Second thing is the relation between the solutions of $f(x)\le g(x)$ and $f(x)\gt g(x)$. Using the same examples , the solution of $x^2-\left| 3x+2 \right|\gt 8x$ is $I'=\left]-\infty ,\frac{1}{2}(11-\sqrt{129}) \right[\cup \left] \frac{1}{2}(11+\sqrt{129}) ,+\infty \right[$ . Which is exactly $I^{C}$, the complementary of $I$ to $\mathbb{R}$.By using other examples as evidence led me to believe that the following is true.

Let $I$ be the solution of $f(x)\le g(x),$ then the solution of $f(x)\gt g(x)$ is $I^{C}$.

My issue with this is that I am assuming all of these based on intuition, I would like help on how to prove the 2 statements if they are true or false.

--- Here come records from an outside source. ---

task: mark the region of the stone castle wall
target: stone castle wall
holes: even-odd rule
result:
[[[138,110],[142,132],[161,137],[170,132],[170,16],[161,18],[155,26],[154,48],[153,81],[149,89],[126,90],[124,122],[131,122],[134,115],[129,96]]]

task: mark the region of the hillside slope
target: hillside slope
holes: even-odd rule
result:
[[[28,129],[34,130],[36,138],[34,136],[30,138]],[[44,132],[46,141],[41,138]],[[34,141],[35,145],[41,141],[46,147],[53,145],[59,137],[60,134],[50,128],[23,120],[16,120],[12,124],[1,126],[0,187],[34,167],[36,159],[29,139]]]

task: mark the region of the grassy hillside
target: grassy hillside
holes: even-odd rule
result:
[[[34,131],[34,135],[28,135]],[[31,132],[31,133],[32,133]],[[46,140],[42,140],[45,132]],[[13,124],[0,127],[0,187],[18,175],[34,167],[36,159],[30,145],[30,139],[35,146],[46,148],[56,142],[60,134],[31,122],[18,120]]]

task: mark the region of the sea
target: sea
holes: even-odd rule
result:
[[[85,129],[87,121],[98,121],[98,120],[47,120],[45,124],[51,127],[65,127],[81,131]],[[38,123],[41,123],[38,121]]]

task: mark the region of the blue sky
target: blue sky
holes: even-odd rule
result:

Help is appreciated! :)

Answer 1

The first is almost true. Let me state a true, more general version.

Claim. Let $f,g:\mathbb R\to \mathbb R$ be continuous functions. If $I=\{x\mid f(x)>g(x)\}$, then $I$ is a countable union of disjoint open intervals whose endpoints are roots of $f-g$. Moreover, if $f-g$ has $k<\infty$ roots then $I$ is a union of at most $k/2+1$ intervals.

Note. By adding $-g$ to everything, we may assume that $g=0$. Also, note that the endpoints of $I$ do not necessarily contain all roots of $f-g$. E.g. $f=x^2$ and $g=0$. The intuition using IVT is that as $f$ "travels from $>0$ to $\leq 0$", it must pass through the point $0$. The same statement is true for $<$.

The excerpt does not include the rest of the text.